Scuba listens to Scribe, a distributed, buffered queueing system for data ingestion. To create a Scuba table, we first need to register a Scribe category that Scuba will listen to, the scribe category name will be following perfpipe_<scuba_table_name>.
Scuba will listen to the scribe category and dynamically generates the Scuba table schema based on the data schema it receives.

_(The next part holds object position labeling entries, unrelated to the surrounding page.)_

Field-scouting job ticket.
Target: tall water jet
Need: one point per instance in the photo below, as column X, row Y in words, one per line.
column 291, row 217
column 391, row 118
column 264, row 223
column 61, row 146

To enable Scuba logging, users will need to obtain an access token and category id, create a scribe category, and passes these through the required gflags, set the --use_scuba flag to true, and pass in the scribe category name with --scribe_category flag.
--use_scuba
(default=false): enable Scuba logging.--access_token
(required): the access token string to validate the Graph API access.--category_id
(required): the category id the Scuba logger belongs to, used for admission control and identifying data owners.--certificate_path
(default=/etc/ssl/certs/ca-certificates.crt): path to the SSL certificate on the host that the Scuba logger runs on.--scribe_category
(required): the scribe category name that sends data and generates the Scuba table.